I conceive that the chief aim of the physicist in discussing a theoretical problem is to obtain ‘insight’—to see which of the numerous factors are particularly concerned in any effect and how they work together to give it. For this purpose a legitimate approximation is not just an unavoidable evil; it is a discernment that certain factors—certain complications of the problem—do not contribute appreciably to the result. We satisfy ourselves that they may be left aside; and the mechanism stands out more clearly freed from these irrelevancies. This discernment is only a continuation of a task begun by the physicist before the mathematical premises of the problem could even be stated; for in any natural problem the actual conditions are of extreme complexity and the first step is to select those which have an essential influence on the result—in short, to get hold of the right end of the stick.

Lawrence Krauss, Fear of Physics, 1993:

A physicist, an engineer, and a psychologist are called in as consultants to a dairy farm whose production has been below par. Each is given time to inspect the details of the operation before making a report.

The first to be called is the engineer, who states: “The size of the stalls for the cattle should be decreased. Efficiency could be improved if the cows were more closely packed, with a net allotment of 275 cubic feet per cow. Also, the diameter of the milking tubes should be increased by 4 percent to allow for a greater average flow rate during the milking periods.”

The next to report is the psychologist, who proposes: “The inside of the barn should be painted green. This is a more mellow color than brown and should help induce greater milk flow. Also, more trees should be planted in the fields to add diversity to the scenery for the cattle during grazing, to reduce boredom.”

Finally, the physicist is called upon. He asks for a blackboard and then draws a circle. He begins: “Assume the cow is a sphere. . . .”
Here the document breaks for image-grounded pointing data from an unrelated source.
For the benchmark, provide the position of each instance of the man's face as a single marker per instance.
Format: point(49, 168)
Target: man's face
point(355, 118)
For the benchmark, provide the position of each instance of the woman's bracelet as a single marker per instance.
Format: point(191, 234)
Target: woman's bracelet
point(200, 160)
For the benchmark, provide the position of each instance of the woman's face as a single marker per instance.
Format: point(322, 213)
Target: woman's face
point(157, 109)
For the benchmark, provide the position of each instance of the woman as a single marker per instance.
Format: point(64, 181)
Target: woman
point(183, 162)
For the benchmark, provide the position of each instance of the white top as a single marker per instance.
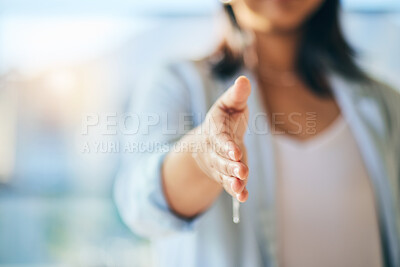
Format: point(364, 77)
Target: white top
point(326, 210)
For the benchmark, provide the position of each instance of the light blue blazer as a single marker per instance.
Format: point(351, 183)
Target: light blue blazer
point(212, 239)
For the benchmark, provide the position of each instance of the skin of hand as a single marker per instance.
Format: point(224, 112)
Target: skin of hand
point(222, 154)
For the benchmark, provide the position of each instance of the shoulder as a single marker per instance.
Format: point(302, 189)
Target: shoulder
point(388, 98)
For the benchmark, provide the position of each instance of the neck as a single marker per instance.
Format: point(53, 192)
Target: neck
point(277, 51)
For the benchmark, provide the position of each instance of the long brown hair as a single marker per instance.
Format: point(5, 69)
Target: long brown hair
point(322, 48)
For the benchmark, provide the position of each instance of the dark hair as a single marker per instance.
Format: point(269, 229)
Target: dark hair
point(321, 48)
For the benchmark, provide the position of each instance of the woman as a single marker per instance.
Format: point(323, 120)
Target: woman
point(303, 138)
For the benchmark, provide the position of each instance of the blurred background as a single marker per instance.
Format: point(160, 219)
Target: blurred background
point(63, 59)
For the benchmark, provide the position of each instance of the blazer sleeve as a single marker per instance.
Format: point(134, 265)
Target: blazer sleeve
point(162, 114)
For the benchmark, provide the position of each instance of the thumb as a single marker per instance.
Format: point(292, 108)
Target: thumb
point(235, 98)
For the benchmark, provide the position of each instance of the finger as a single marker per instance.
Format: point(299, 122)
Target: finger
point(243, 196)
point(232, 185)
point(235, 98)
point(224, 145)
point(229, 167)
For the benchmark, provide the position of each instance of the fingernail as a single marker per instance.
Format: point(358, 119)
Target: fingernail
point(236, 172)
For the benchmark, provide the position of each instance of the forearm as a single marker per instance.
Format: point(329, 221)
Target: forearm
point(189, 191)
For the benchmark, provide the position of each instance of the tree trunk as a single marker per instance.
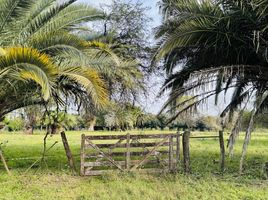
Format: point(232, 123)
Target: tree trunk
point(92, 123)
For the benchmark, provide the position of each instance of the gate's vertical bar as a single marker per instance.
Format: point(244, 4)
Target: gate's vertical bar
point(178, 146)
point(128, 152)
point(186, 151)
point(82, 155)
point(222, 148)
point(171, 159)
point(4, 162)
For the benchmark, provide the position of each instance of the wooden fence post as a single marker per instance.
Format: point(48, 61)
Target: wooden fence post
point(222, 148)
point(171, 159)
point(82, 155)
point(4, 162)
point(178, 146)
point(186, 151)
point(68, 152)
point(128, 152)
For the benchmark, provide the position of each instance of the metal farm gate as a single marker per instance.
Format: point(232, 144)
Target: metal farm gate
point(127, 153)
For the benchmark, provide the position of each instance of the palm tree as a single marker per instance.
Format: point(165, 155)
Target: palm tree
point(211, 47)
point(51, 60)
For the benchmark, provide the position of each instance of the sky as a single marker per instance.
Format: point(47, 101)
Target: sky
point(151, 103)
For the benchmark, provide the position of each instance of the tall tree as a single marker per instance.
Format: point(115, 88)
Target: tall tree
point(209, 47)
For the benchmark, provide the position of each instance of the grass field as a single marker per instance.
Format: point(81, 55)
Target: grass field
point(54, 180)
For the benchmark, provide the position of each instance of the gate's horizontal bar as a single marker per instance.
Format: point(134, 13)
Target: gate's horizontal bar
point(114, 137)
point(203, 137)
point(131, 153)
point(122, 163)
point(147, 144)
point(144, 170)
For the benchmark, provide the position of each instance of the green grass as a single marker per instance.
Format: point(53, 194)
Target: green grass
point(54, 181)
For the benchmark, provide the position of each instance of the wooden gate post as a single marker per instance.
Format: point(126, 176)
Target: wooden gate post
point(82, 155)
point(68, 152)
point(186, 151)
point(171, 159)
point(222, 148)
point(128, 152)
point(178, 146)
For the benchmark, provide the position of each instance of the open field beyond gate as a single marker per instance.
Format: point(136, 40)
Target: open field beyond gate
point(54, 181)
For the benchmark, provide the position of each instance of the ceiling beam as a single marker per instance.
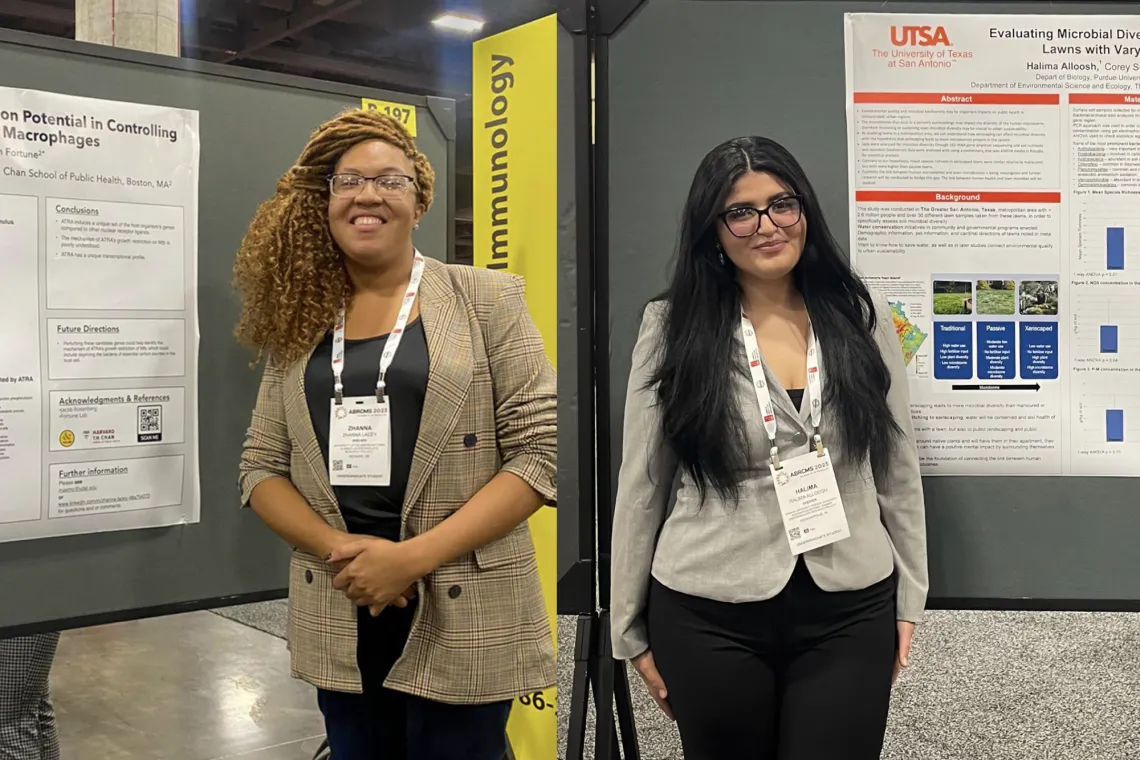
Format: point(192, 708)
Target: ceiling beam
point(308, 16)
point(373, 74)
point(38, 11)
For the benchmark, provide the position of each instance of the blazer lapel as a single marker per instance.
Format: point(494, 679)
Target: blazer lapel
point(448, 333)
point(296, 409)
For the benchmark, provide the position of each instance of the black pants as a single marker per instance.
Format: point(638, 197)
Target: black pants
point(803, 676)
point(384, 725)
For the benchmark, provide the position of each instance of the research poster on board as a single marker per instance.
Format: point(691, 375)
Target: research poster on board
point(995, 201)
point(98, 316)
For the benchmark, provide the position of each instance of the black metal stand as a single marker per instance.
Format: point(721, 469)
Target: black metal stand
point(595, 670)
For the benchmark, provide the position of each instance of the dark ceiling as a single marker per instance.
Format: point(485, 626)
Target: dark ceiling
point(382, 43)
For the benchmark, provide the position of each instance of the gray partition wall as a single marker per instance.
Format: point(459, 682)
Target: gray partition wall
point(253, 127)
point(675, 74)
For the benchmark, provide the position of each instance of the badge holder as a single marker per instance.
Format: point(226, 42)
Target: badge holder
point(339, 400)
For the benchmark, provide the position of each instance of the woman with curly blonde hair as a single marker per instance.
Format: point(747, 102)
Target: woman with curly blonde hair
point(404, 432)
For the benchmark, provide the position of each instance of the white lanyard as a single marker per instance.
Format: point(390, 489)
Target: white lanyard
point(393, 338)
point(813, 393)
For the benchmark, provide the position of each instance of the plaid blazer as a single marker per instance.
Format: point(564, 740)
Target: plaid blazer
point(480, 632)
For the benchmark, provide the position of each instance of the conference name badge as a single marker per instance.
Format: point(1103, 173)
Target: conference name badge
point(359, 432)
point(809, 501)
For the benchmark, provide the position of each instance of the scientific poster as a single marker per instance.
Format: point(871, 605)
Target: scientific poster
point(98, 315)
point(995, 199)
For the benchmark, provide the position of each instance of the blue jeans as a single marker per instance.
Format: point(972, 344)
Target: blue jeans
point(384, 725)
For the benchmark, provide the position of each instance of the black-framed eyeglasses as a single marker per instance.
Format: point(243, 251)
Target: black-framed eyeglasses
point(387, 186)
point(744, 221)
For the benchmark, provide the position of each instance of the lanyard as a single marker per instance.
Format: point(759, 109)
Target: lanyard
point(813, 393)
point(393, 338)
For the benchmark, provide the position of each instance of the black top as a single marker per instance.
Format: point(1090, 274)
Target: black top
point(372, 509)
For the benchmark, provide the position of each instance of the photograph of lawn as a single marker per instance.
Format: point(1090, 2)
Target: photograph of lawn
point(953, 296)
point(1039, 297)
point(996, 296)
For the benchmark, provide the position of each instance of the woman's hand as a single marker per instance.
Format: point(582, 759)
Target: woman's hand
point(903, 654)
point(648, 670)
point(375, 573)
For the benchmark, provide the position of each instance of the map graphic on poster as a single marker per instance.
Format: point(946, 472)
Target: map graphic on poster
point(98, 315)
point(911, 336)
point(995, 202)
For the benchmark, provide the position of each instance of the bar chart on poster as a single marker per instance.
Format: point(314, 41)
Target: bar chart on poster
point(995, 202)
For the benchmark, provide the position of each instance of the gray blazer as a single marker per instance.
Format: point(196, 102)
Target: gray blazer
point(738, 553)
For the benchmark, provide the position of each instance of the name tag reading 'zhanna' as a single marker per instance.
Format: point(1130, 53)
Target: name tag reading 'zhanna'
point(358, 442)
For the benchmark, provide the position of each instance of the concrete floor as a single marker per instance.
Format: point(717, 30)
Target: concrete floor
point(186, 687)
point(216, 686)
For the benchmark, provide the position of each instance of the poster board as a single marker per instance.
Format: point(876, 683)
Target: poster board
point(229, 556)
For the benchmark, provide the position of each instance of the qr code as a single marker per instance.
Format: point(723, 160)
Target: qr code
point(149, 424)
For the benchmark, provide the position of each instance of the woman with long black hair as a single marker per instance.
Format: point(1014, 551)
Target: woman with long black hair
point(770, 609)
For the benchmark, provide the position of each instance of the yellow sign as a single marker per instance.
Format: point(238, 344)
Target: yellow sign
point(514, 106)
point(401, 113)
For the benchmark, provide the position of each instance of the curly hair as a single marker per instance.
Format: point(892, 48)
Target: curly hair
point(290, 272)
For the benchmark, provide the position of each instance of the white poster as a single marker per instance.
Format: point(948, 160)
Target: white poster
point(98, 316)
point(994, 169)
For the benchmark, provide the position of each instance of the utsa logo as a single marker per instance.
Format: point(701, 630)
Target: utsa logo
point(922, 37)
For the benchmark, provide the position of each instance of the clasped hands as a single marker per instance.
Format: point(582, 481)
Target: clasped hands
point(374, 572)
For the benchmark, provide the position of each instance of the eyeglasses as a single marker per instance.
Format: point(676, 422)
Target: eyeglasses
point(744, 221)
point(388, 186)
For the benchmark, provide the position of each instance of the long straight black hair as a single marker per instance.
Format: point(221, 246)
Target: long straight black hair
point(698, 356)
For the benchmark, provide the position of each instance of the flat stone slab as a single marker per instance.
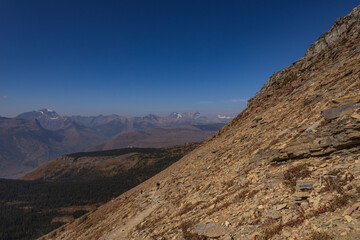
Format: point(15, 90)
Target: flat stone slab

This old joke, if not very funny, does illustrate how—at least metaphorically—physicists picture the world. The set of tools physicists have to describe nature is limited. Most of the modern theories you read about began life as simple models by physicists who didn’t know how else to start to solve a problem. These simple little models are usually based on even simpler little models, and so on, because the class of things that we do know how to solve exactly can be counted on the fingers of one, maybe two, hands. For the most part, physicists follow the same guidelines that have helped keep Hollywood movie producers rich: If it works, exploit it. If it still works, copy it.

I like the cow joke because it provides an allegory for thinking simply about the world, and it allows me to jump right in to an idea that doesn’t get written about too much, but that is essential for the everyday workings of science: Before doing anything else, abstract out all irrelevant details!

There are two operative words here: abstract and irrelevant. (Getting rid of irrelevant details is the first step in building any model of the world, and we do it subconsciously from the moment we are born). Doing it consciously is another matter. Overcoming the natural desire not to throw out unnecessary information is probably the hardest and most important part of learning physics. In addition, what may be irrelevant in a given situation is not universal but depends in most cases on what interests you. This leads us to the second operative word: abstraction. Of all the abstract thinking required in physics, probably the most challenging lies in choosing how to approach a problem. The mere description of movement along a straight line—the first major development in modern physics—required enough abstraction that it largely eluded some pretty impressive intellects until Galileo.